ズームだと微妙なタイミングのずれが起こります。更に同じ部屋だと肌で感じる周りの人の呼吸や気合・気配などがズームでは欠如しています。そしてお互い通じ合えるのはコンピューターのスクリーンを通じてのみ。一番最初にこのワークショップをズームで行う事になった去年の11月は、正直言って半信半疑でした。
(本当に役に立つワークショップをズームで体験して頂けるのだろうか…)
でも、私は基本的に楽観主義です。ズームの長所を上げてみました。
- 同じ部屋だと恥ずかしく感じる人もいるかもしれない行為(例:歌う、大きな声を出す)が、ミュートにすると恥ずかしくない!
- 今までは参加者・講師共々会場まで出向かなくてはいけなかったが、今は手軽に世界のどこからでも参加していただける。
- その為海外からの参加が多くなり、「音楽は言葉の壁を超える」の実体験がより意味深くなった。
- パンデミックが終わっても自宅勤務の働き手は多くなる。これからはヴァ―チュアルでのより良いコミュニケーションスキルズが大切。
- ヴァ―チュアルでも一体感・連帯感を醸し出すためのテクニックは「聴く姿勢」と「表現法」で向上できる。
- ワークショップでは電子ピアノを使う事が多かったが、今からの発信なら私のスタインウェイを弾いて聞かせて差し上げられる。
と、いう事で、内容を相手に伝える場合大切な表現方法と、相手の発信する表現の聴き方に集中したワークショップを新しくデザインしました。ズームで会議などをすると、同じ会議室に居る時よりも更に、相手の声の抑揚や調子やペーシングなど内容以外の相手の状態や気持ちなどへの注意が散漫に成りがちではないでしょうか。そこに注目する事で、ズームでもより良い関係と意思疎通を築きましょう、というワークショップです。
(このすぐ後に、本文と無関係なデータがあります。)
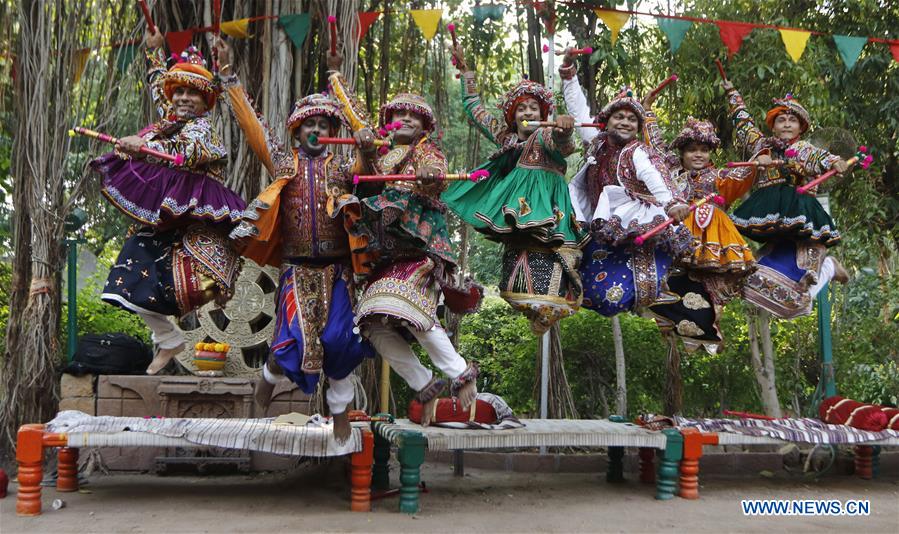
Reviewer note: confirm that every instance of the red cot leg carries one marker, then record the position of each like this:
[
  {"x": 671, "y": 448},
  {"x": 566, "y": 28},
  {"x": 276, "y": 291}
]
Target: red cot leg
[{"x": 360, "y": 474}]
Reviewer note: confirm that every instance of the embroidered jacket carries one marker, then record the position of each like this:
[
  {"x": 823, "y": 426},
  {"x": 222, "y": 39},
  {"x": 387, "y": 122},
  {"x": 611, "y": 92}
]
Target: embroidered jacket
[{"x": 194, "y": 138}]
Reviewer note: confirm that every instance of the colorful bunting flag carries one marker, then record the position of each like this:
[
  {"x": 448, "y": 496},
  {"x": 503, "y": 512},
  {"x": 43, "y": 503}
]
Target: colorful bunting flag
[
  {"x": 614, "y": 20},
  {"x": 490, "y": 11},
  {"x": 79, "y": 61},
  {"x": 732, "y": 34},
  {"x": 178, "y": 41},
  {"x": 366, "y": 19},
  {"x": 674, "y": 30},
  {"x": 795, "y": 41},
  {"x": 296, "y": 27},
  {"x": 849, "y": 48},
  {"x": 427, "y": 21},
  {"x": 125, "y": 56},
  {"x": 239, "y": 29}
]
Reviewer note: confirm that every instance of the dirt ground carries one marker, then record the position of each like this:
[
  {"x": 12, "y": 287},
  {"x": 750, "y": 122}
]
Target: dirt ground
[{"x": 315, "y": 499}]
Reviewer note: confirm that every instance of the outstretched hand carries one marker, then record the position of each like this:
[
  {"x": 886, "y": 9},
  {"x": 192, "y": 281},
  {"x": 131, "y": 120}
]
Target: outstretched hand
[{"x": 153, "y": 39}]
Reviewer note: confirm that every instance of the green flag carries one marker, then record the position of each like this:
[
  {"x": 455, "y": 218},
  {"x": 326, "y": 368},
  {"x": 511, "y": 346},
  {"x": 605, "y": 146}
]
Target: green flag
[
  {"x": 296, "y": 27},
  {"x": 125, "y": 56},
  {"x": 674, "y": 30},
  {"x": 849, "y": 48}
]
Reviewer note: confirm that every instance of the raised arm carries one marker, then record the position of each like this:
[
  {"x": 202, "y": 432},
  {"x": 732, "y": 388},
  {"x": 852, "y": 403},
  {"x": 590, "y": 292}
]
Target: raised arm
[{"x": 747, "y": 135}]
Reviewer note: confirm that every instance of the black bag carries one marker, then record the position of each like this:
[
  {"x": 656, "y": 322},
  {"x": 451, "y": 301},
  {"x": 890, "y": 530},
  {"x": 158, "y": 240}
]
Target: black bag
[{"x": 110, "y": 354}]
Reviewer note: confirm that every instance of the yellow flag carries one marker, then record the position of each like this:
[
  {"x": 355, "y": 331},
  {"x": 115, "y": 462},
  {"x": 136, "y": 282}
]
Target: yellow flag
[
  {"x": 795, "y": 41},
  {"x": 427, "y": 21},
  {"x": 79, "y": 61},
  {"x": 614, "y": 20},
  {"x": 236, "y": 28}
]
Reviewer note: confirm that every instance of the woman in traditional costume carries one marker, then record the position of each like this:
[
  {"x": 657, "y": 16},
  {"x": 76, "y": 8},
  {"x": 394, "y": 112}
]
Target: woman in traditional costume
[
  {"x": 180, "y": 258},
  {"x": 411, "y": 259},
  {"x": 795, "y": 228},
  {"x": 704, "y": 281},
  {"x": 623, "y": 190},
  {"x": 524, "y": 203}
]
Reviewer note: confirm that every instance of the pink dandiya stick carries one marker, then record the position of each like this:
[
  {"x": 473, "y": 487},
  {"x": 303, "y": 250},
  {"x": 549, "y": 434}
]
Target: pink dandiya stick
[
  {"x": 332, "y": 24},
  {"x": 576, "y": 51},
  {"x": 774, "y": 163},
  {"x": 177, "y": 159},
  {"x": 147, "y": 16},
  {"x": 474, "y": 176},
  {"x": 551, "y": 123},
  {"x": 343, "y": 141},
  {"x": 711, "y": 196},
  {"x": 661, "y": 87}
]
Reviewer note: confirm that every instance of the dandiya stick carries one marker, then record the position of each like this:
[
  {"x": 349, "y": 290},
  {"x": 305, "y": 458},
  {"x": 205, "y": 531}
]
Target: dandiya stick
[
  {"x": 177, "y": 159},
  {"x": 552, "y": 123},
  {"x": 711, "y": 196},
  {"x": 452, "y": 177},
  {"x": 576, "y": 51},
  {"x": 147, "y": 16},
  {"x": 661, "y": 87},
  {"x": 332, "y": 25},
  {"x": 774, "y": 163}
]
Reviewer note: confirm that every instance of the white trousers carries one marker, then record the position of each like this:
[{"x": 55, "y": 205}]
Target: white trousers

言葉以外の音の発信に、我々は何を見出せるのか。その例にはこのヴィデオを使いました。このミニ映画では、台詞が全くありません。全て感嘆詞です。でも声優さんと監督さんのセンスだと思うのですが、声の抑揚、ペーシング、そしてそこから伝わる感情が物凄く綺麗に描き出されています。(ワークショップで使ったのは29秒目から1分12秒までです。)
今日のワークショップでは日本・アメリカ中西部・西海岸と色々なところから色々な職種の方がご参加くださいました。朝早すぎてエンジンがかかり切らない方。一日働いて夕方疲れた状態でご参加くださっている方。ワクチン2度目の接種後のだるさを感じられている方。でも皆さん積極的にご参加くださいました。沢山の笑顔と笑いと体当たりを交歓した2時間を経て、私はまた音楽の効用を少し広めることができた、と好機に感謝して満足感を感じています。
お疲れ様です。
ビデオを見て感じました。
台詞がなくても感受性があれば意思がつながることを。
仕事先の利用者への接遇の参考とします。
有難うございました。
小川久男
ご参考にして頂ければ幸いです。
メールやテキストでの交信が主になりがちな今日。
言葉や内容ばかりに気を取られれて、その背後にある人間同士の繋がりが置き去りになっている気がします。
少しでも人間性を取り戻すお手伝いができれば、音楽家として本望です。